ミント足バケツ

私の部屋には、折りたたみができる四角いバケツがある。

昨年の夏、在宅での仕事が発生して、エアコンの風が当たるベッドに転がり続けるわけにもいかない時間を過ごすことになったのだ。

机の下にバケツを仕込んで、冷水に足を浸して作業をする。ちゃぷちゃぷ音を立てながら画面を眺めるのは、出社していてはできないことだからだろうか、そこはかとない背徳感があった。

近頃の情け容赦ない酷暑に対抗できるようなものではなく、冷房と併用のうえ凍らせた大きな保冷剤を投げ込んでおいても、一時間もせずに水がぬるくなる。
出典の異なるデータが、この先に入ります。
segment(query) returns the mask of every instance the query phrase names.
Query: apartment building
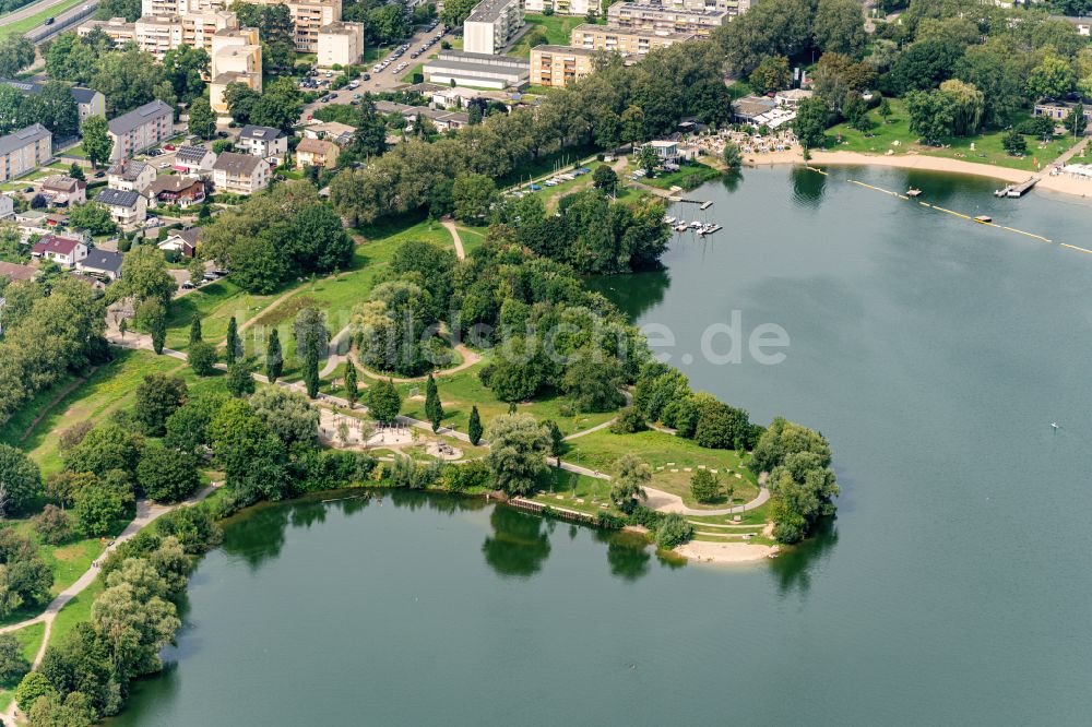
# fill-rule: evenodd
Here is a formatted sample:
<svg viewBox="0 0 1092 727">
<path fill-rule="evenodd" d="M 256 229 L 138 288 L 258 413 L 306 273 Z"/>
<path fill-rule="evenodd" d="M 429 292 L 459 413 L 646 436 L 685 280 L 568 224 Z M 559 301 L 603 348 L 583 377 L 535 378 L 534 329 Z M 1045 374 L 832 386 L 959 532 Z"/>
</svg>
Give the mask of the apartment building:
<svg viewBox="0 0 1092 727">
<path fill-rule="evenodd" d="M 228 114 L 224 92 L 229 83 L 242 83 L 261 93 L 262 45 L 258 28 L 237 27 L 217 31 L 209 53 L 209 105 L 222 116 Z"/>
<path fill-rule="evenodd" d="M 531 83 L 563 88 L 591 75 L 594 50 L 568 46 L 535 46 L 531 49 Z"/>
<path fill-rule="evenodd" d="M 502 52 L 523 27 L 523 0 L 482 0 L 463 21 L 463 50 Z"/>
<path fill-rule="evenodd" d="M 127 43 L 136 43 L 136 23 L 129 23 L 124 17 L 111 17 L 107 21 L 85 21 L 76 26 L 75 33 L 82 38 L 96 28 L 114 40 L 115 48 L 121 48 Z"/>
<path fill-rule="evenodd" d="M 665 5 L 616 2 L 607 9 L 607 22 L 618 28 L 709 36 L 728 22 L 726 10 L 676 10 Z"/>
<path fill-rule="evenodd" d="M 216 33 L 237 28 L 239 21 L 226 10 L 205 10 L 183 15 L 145 15 L 133 25 L 140 49 L 163 60 L 168 50 L 179 46 L 203 48 L 211 56 Z"/>
<path fill-rule="evenodd" d="M 52 157 L 54 135 L 40 123 L 0 136 L 0 181 L 34 171 Z"/>
<path fill-rule="evenodd" d="M 250 154 L 224 152 L 212 165 L 213 183 L 217 192 L 253 194 L 270 183 L 270 165 Z"/>
<path fill-rule="evenodd" d="M 555 15 L 586 15 L 589 11 L 598 13 L 602 4 L 600 0 L 526 0 L 523 8 L 529 13 L 542 13 L 549 8 Z"/>
<path fill-rule="evenodd" d="M 110 119 L 108 126 L 108 133 L 114 140 L 110 162 L 117 162 L 170 139 L 175 109 L 156 99 Z"/>
<path fill-rule="evenodd" d="M 43 83 L 16 81 L 14 79 L 0 79 L 0 83 L 22 92 L 24 96 L 40 94 L 41 90 L 46 87 Z M 88 116 L 106 116 L 106 97 L 97 91 L 84 88 L 83 86 L 72 86 L 72 100 L 75 102 L 81 123 Z"/>
<path fill-rule="evenodd" d="M 319 28 L 341 20 L 342 0 L 256 0 L 262 5 L 288 5 L 296 28 L 296 50 L 319 51 Z"/>
<path fill-rule="evenodd" d="M 676 43 L 686 43 L 697 37 L 693 33 L 634 31 L 612 25 L 584 24 L 572 28 L 569 41 L 573 48 L 584 50 L 618 51 L 624 56 L 643 56 L 650 50 L 666 48 Z"/>
<path fill-rule="evenodd" d="M 352 65 L 364 55 L 364 23 L 339 21 L 319 28 L 319 68 Z"/>
</svg>

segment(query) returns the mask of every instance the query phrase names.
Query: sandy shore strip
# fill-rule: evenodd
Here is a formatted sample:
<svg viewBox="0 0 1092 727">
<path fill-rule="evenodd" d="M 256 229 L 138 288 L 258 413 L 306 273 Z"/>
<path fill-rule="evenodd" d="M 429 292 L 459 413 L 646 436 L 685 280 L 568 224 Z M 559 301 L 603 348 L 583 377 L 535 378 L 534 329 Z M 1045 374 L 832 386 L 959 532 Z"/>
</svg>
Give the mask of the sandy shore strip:
<svg viewBox="0 0 1092 727">
<path fill-rule="evenodd" d="M 770 154 L 748 154 L 744 162 L 747 166 L 761 167 L 780 164 L 804 164 L 804 155 L 799 151 L 771 152 Z M 1037 190 L 1049 190 L 1075 196 L 1092 198 L 1092 179 L 1071 177 L 1068 175 L 1051 176 L 1043 172 L 1031 172 L 1024 169 L 1010 169 L 990 164 L 977 164 L 963 159 L 950 159 L 943 156 L 927 156 L 925 154 L 860 154 L 859 152 L 812 152 L 814 166 L 874 166 L 894 167 L 899 169 L 922 169 L 924 171 L 947 171 L 959 175 L 989 177 L 1006 182 L 1022 182 L 1029 177 L 1037 176 Z"/>
<path fill-rule="evenodd" d="M 749 545 L 747 543 L 710 543 L 691 540 L 675 548 L 675 552 L 688 560 L 702 563 L 751 563 L 778 552 L 776 546 Z"/>
</svg>

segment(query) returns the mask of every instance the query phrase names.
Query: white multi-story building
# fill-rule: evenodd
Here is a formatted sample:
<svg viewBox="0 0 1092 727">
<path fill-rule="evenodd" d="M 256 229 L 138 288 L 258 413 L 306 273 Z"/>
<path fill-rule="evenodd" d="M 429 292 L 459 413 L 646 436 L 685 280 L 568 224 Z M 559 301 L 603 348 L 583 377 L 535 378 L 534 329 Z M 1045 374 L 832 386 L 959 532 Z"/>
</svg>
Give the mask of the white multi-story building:
<svg viewBox="0 0 1092 727">
<path fill-rule="evenodd" d="M 319 68 L 352 65 L 364 55 L 364 23 L 339 21 L 319 28 Z"/>
<path fill-rule="evenodd" d="M 463 21 L 463 50 L 496 55 L 523 27 L 523 0 L 482 0 Z"/>
<path fill-rule="evenodd" d="M 155 99 L 110 119 L 108 126 L 108 133 L 114 140 L 110 162 L 117 162 L 170 139 L 174 133 L 175 109 L 169 104 Z"/>
<path fill-rule="evenodd" d="M 0 136 L 0 181 L 34 171 L 52 157 L 54 135 L 40 123 Z"/>
<path fill-rule="evenodd" d="M 217 31 L 209 53 L 209 105 L 219 115 L 228 112 L 224 92 L 229 83 L 241 83 L 261 93 L 262 45 L 258 28 Z"/>
<path fill-rule="evenodd" d="M 262 5 L 288 5 L 296 28 L 296 50 L 314 53 L 319 50 L 319 28 L 341 20 L 342 0 L 256 0 Z"/>
</svg>

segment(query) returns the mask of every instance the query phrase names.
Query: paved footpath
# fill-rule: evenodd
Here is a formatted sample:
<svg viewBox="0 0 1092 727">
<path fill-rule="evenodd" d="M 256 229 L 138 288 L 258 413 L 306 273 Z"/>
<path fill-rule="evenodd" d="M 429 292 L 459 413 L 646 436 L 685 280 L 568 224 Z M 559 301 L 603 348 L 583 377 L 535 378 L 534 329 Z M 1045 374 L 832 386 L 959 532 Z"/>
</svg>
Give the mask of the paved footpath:
<svg viewBox="0 0 1092 727">
<path fill-rule="evenodd" d="M 60 612 L 60 610 L 64 608 L 64 606 L 68 605 L 70 600 L 79 596 L 92 583 L 95 582 L 95 579 L 98 577 L 99 573 L 98 563 L 103 562 L 107 556 L 109 556 L 118 548 L 118 546 L 120 546 L 122 543 L 124 543 L 129 538 L 140 533 L 145 526 L 150 525 L 157 517 L 166 515 L 168 512 L 175 510 L 176 508 L 180 508 L 182 505 L 193 505 L 201 502 L 206 497 L 216 491 L 216 488 L 221 487 L 222 485 L 223 482 L 213 482 L 212 485 L 204 488 L 193 497 L 182 500 L 181 502 L 173 505 L 162 505 L 151 502 L 149 500 L 140 500 L 136 503 L 136 516 L 133 517 L 132 522 L 129 523 L 126 529 L 121 532 L 121 535 L 116 537 L 110 543 L 110 545 L 106 547 L 103 553 L 95 560 L 94 563 L 92 563 L 91 568 L 88 568 L 83 573 L 83 575 L 76 579 L 75 583 L 70 585 L 68 588 L 64 588 L 64 591 L 61 591 L 57 595 L 57 597 L 54 598 L 48 606 L 46 606 L 45 611 L 43 611 L 38 616 L 35 616 L 33 619 L 27 619 L 25 621 L 20 621 L 19 623 L 12 623 L 11 625 L 3 627 L 2 629 L 0 629 L 0 633 L 10 633 L 12 631 L 19 631 L 20 629 L 26 628 L 34 623 L 45 623 L 46 628 L 44 633 L 41 634 L 41 645 L 38 647 L 38 653 L 34 655 L 34 663 L 32 665 L 33 668 L 37 669 L 38 666 L 41 664 L 41 657 L 45 656 L 46 654 L 46 646 L 49 645 L 49 633 L 52 631 L 54 620 L 57 618 L 57 613 Z M 13 701 L 11 706 L 8 707 L 8 712 L 0 714 L 0 719 L 2 719 L 3 724 L 5 725 L 13 725 L 15 724 L 15 714 L 16 714 L 15 703 Z"/>
</svg>

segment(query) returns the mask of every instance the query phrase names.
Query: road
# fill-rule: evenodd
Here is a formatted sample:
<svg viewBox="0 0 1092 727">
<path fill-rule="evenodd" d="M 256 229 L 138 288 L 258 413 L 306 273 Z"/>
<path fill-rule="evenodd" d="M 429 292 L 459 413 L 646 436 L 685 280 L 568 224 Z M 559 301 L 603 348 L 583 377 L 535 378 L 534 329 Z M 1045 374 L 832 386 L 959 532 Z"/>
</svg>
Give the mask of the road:
<svg viewBox="0 0 1092 727">
<path fill-rule="evenodd" d="M 355 91 L 348 91 L 347 88 L 342 88 L 341 91 L 331 92 L 333 94 L 333 98 L 331 98 L 327 103 L 316 100 L 311 104 L 307 104 L 306 106 L 304 106 L 302 114 L 300 114 L 299 122 L 307 123 L 308 121 L 310 121 L 311 117 L 314 115 L 314 109 L 322 108 L 323 106 L 329 106 L 330 104 L 348 104 L 349 102 L 353 100 L 353 96 L 356 94 L 363 94 L 366 91 L 370 91 L 371 93 L 377 93 L 381 91 L 393 91 L 399 86 L 406 85 L 405 83 L 402 82 L 402 76 L 408 73 L 411 69 L 417 65 L 417 63 L 424 62 L 429 56 L 438 52 L 440 50 L 440 44 L 439 43 L 435 44 L 431 48 L 428 49 L 428 52 L 423 53 L 417 58 L 410 58 L 410 53 L 419 49 L 425 44 L 425 40 L 427 38 L 435 36 L 439 32 L 440 32 L 439 26 L 437 26 L 432 31 L 426 31 L 424 27 L 420 28 L 419 31 L 417 31 L 417 33 L 414 34 L 414 36 L 410 40 L 405 41 L 410 44 L 410 50 L 407 50 L 402 56 L 402 58 L 391 63 L 389 67 L 387 67 L 384 70 L 378 73 L 371 73 L 371 68 L 369 67 L 367 69 L 367 73 L 370 73 L 371 78 L 368 81 L 363 82 L 360 84 L 360 87 L 356 88 Z M 451 33 L 443 36 L 444 40 L 451 40 L 452 38 L 454 38 L 454 35 Z M 388 50 L 387 53 L 382 56 L 382 58 L 385 59 L 388 56 L 390 56 L 391 50 Z M 401 71 L 395 71 L 394 69 L 397 68 L 397 64 L 401 61 L 405 61 L 406 63 L 408 63 L 408 65 L 406 65 L 406 68 L 402 69 Z M 322 79 L 325 76 L 317 76 L 317 78 Z"/>
<path fill-rule="evenodd" d="M 38 2 L 32 2 L 31 4 L 23 5 L 19 10 L 13 10 L 5 15 L 0 15 L 0 23 L 7 25 L 8 23 L 26 20 L 27 17 L 43 13 L 63 2 L 66 2 L 66 0 L 38 0 Z"/>
</svg>

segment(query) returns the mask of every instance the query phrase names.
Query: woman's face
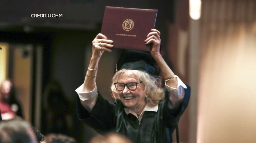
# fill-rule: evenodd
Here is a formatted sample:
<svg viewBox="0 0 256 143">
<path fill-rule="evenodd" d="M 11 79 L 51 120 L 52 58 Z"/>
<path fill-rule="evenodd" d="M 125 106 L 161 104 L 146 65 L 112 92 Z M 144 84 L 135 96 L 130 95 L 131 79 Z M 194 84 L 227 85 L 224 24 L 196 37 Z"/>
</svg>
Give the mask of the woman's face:
<svg viewBox="0 0 256 143">
<path fill-rule="evenodd" d="M 132 70 L 127 70 L 119 76 L 117 82 L 127 84 L 130 82 L 137 83 L 139 81 L 137 76 Z M 144 94 L 145 85 L 143 83 L 137 84 L 135 90 L 129 90 L 127 86 L 122 91 L 118 91 L 120 100 L 127 108 L 131 109 L 142 110 L 146 104 L 145 96 Z"/>
</svg>

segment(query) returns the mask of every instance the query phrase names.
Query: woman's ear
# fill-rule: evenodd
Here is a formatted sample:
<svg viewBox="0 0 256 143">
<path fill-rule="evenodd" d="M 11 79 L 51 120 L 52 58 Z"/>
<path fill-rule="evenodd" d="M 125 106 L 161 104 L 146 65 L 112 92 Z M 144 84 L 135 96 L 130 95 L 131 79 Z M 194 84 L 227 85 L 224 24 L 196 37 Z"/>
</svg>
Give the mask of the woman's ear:
<svg viewBox="0 0 256 143">
<path fill-rule="evenodd" d="M 112 92 L 112 94 L 111 94 L 111 95 L 112 96 L 112 98 L 114 99 L 115 99 L 116 98 L 115 97 L 115 96 L 114 95 L 114 93 Z"/>
</svg>

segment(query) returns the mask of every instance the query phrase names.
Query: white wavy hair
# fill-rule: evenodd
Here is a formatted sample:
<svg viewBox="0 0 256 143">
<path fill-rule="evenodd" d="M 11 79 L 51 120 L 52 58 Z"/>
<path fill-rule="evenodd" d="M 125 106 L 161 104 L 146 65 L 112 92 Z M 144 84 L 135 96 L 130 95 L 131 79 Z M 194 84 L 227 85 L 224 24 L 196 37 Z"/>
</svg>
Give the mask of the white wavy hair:
<svg viewBox="0 0 256 143">
<path fill-rule="evenodd" d="M 113 96 L 115 98 L 120 99 L 120 97 L 118 94 L 118 91 L 115 87 L 114 83 L 117 82 L 122 74 L 128 70 L 132 71 L 138 81 L 142 81 L 142 84 L 145 85 L 144 93 L 146 103 L 156 105 L 158 104 L 159 101 L 163 99 L 165 92 L 163 89 L 161 87 L 161 80 L 159 77 L 155 78 L 143 71 L 129 69 L 119 70 L 116 73 L 112 78 L 111 89 Z"/>
</svg>

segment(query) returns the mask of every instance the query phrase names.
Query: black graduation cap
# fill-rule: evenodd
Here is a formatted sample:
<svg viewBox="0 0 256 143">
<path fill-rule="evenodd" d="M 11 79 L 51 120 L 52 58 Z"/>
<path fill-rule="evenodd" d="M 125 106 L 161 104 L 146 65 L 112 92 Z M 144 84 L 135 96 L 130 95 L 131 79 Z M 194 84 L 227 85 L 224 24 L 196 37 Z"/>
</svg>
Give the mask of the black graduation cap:
<svg viewBox="0 0 256 143">
<path fill-rule="evenodd" d="M 150 52 L 123 49 L 116 65 L 119 70 L 126 69 L 139 70 L 152 76 L 159 75 L 160 70 Z"/>
</svg>

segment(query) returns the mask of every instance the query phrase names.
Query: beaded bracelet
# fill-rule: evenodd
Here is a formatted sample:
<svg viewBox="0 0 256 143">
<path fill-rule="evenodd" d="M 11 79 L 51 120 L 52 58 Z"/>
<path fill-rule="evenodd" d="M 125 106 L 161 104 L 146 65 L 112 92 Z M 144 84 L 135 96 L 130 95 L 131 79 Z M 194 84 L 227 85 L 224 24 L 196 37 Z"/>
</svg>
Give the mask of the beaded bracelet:
<svg viewBox="0 0 256 143">
<path fill-rule="evenodd" d="M 89 74 L 88 74 L 86 72 L 86 76 L 87 76 L 87 77 L 89 77 L 89 78 L 95 78 L 95 77 L 96 77 L 96 76 L 97 76 L 97 75 L 95 75 L 94 76 L 91 76 L 89 75 Z"/>
<path fill-rule="evenodd" d="M 96 71 L 97 70 L 97 69 L 91 69 L 88 68 L 88 70 L 90 71 Z"/>
<path fill-rule="evenodd" d="M 174 76 L 172 76 L 170 78 L 168 78 L 167 80 L 166 80 L 165 81 L 165 82 L 167 82 L 170 81 L 170 80 L 171 80 L 171 79 L 172 79 L 172 78 L 174 78 L 174 77 L 177 77 L 177 76 L 176 75 L 175 75 Z"/>
</svg>

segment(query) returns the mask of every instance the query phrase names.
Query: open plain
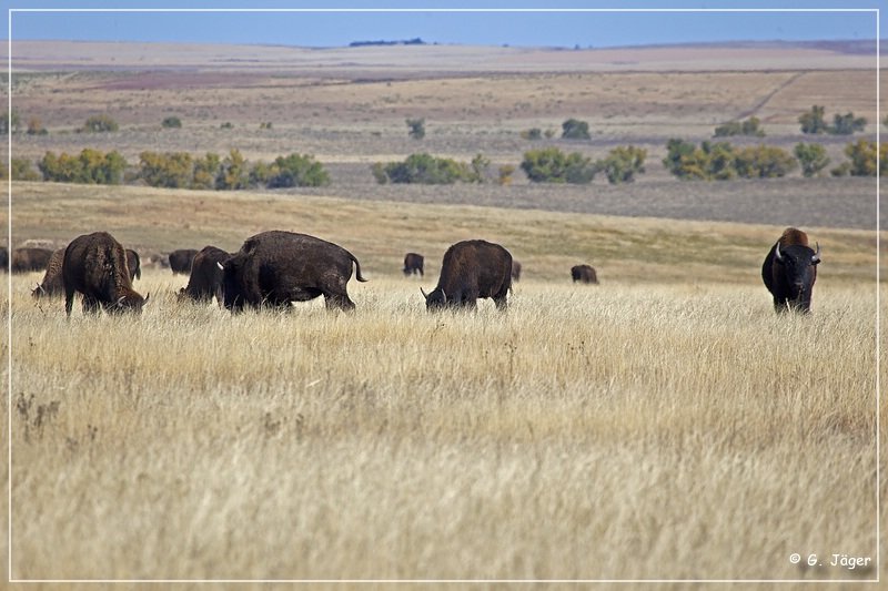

空気よりも水の方が熱を伝えやすいので、水に浸っているだけで体温が逃げやすいとはいえ、同じ温度になってしまってはなんの効果も見込めない。

儚い涼だ……と思って終えた昨夏から一年。私は自分が持て余す程のハッカ油を持っていることに思い至った。バケツにたっぷりの水へハッカ油を垂らし、足を入れる。案の定温度的にはすぐにぬるくなっていくのがわかったが、水からひきあげた後も、足はひんやりとさわやかで、長く楽しめる涼になった。